How SBA 7(a) Acquisition Financing Works
The SBA doesn't lend money directly — it guarantees loans made by SBA-approved lenders (banks and non-bank lenders). The guarantee reduces lender risk, which allows lenders to approve deals they otherwise wouldn't.
Key parameters for acquisition financing:
- Maximum loan amount: $5 million
- Buyer equity injection: Minimum 10% of the total project cost (acquisition price plus working capital)
- SBA guarantee: 75-85% of loan amount, depending on loan size
- Loan term: Up to 10 years for business acquisitions (25 years for real estate)
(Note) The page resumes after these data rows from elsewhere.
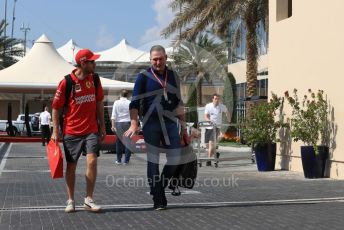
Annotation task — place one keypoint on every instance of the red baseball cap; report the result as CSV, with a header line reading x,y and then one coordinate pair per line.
x,y
85,55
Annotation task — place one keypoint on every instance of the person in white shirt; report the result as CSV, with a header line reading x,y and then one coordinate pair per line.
x,y
213,113
44,121
120,120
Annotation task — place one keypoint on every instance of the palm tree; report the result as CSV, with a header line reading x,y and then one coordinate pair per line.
x,y
195,16
202,58
9,49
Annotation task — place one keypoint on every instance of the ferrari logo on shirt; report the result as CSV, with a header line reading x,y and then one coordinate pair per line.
x,y
77,88
88,84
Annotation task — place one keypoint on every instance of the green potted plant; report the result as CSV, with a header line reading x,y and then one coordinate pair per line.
x,y
308,124
260,130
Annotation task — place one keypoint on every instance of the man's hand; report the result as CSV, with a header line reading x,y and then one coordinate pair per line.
x,y
55,136
131,131
102,132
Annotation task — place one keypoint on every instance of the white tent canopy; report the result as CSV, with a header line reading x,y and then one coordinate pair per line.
x,y
122,52
69,50
43,68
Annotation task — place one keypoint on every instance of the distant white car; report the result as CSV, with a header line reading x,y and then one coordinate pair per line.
x,y
19,126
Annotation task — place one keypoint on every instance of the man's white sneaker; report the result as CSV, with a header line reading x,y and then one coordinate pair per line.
x,y
70,206
91,206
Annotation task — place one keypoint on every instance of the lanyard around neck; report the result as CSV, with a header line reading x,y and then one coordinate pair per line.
x,y
156,77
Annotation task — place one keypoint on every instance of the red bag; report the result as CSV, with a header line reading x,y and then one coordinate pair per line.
x,y
55,159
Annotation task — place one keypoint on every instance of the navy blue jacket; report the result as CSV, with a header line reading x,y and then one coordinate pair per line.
x,y
151,92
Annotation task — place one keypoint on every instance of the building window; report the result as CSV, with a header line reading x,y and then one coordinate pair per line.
x,y
284,9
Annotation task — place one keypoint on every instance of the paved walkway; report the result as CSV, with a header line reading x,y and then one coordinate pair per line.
x,y
232,196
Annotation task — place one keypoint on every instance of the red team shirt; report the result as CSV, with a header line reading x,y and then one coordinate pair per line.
x,y
80,116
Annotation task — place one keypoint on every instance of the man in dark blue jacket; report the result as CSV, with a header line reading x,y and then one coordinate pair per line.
x,y
157,96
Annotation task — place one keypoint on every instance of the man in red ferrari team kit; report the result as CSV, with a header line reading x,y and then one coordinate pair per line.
x,y
83,125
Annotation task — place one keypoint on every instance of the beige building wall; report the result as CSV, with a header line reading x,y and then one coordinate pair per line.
x,y
306,51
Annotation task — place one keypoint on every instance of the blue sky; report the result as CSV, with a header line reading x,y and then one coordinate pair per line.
x,y
97,25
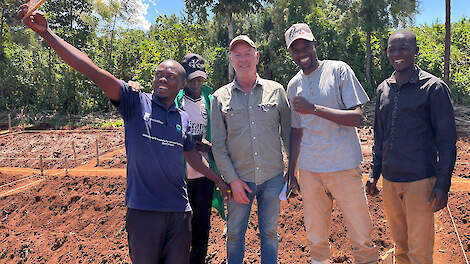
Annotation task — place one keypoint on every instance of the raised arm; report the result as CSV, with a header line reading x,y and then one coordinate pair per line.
x,y
71,55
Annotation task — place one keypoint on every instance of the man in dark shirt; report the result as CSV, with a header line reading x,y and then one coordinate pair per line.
x,y
414,149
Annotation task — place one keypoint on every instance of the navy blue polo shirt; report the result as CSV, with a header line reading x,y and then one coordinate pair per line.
x,y
155,138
- Interest rate: Variable, tied to Prime or SOFR + spread — typically Prime + 2.75% to 3.75%
SBA Eligibility Requirements
The business must be:
- A for-profit business operating in the United States
- Within SBA size standards for its industry (generally under $7.5M in net income or under a revenue threshold)
- Unable to obtain conventional financing on reasonable terms (effectively satisfied by the nature of SMB deals)
The buyer must:
- Have relevant management experience or industry background
- Meet creditworthiness standards (typically 650+ credit score minimum, though lenders vary)
- Provide a full personal financial statement
- Not already own a business that would conflict
The 10% Equity Injection Rule
The 10% equity injection is the minimum — lenders may require more. On a $1M acquisition, the buyer must inject $100K. This can come from personal savings, 401(k) rollover (ROBS structure), or gifts from family.
Seller financing can count toward the injection in some structures — but there are rules. SBA rules allow seller financing to count toward equity injection if it is on full standby (no principal or interest payments for two years). If the seller note is not on standby, it typically does not count toward equity injection.
What Kills SBA Fundability
- Customer concentration: A single customer above 25-30% of revenue makes most lenders uncomfortable
- Declining revenue: Three-year revenue trend matters; consistent declines are often disqualifying
- Below-market owner comp: If the business can't support market-rate management compensation and still service the debt, it won't pencil
- Certain industries: Cannabis, gambling, lending, and others are SBA-ineligible
An SBA lender will stress-test whether the business can service the acquisition debt from cash flow. A $1M loan at 9% over 10 years costs roughly $12,700/month ($152,400/year). The business must generate enough SDE — after paying a market-rate manager — to cover this payment with a cushion. If SDE is $280K and management replacement costs $100K, that leaves $180K — enough to service $152K in annual debt with a 1.18x DSCR. Below 1.25x DSCR, most SBA lenders get uncomfortable.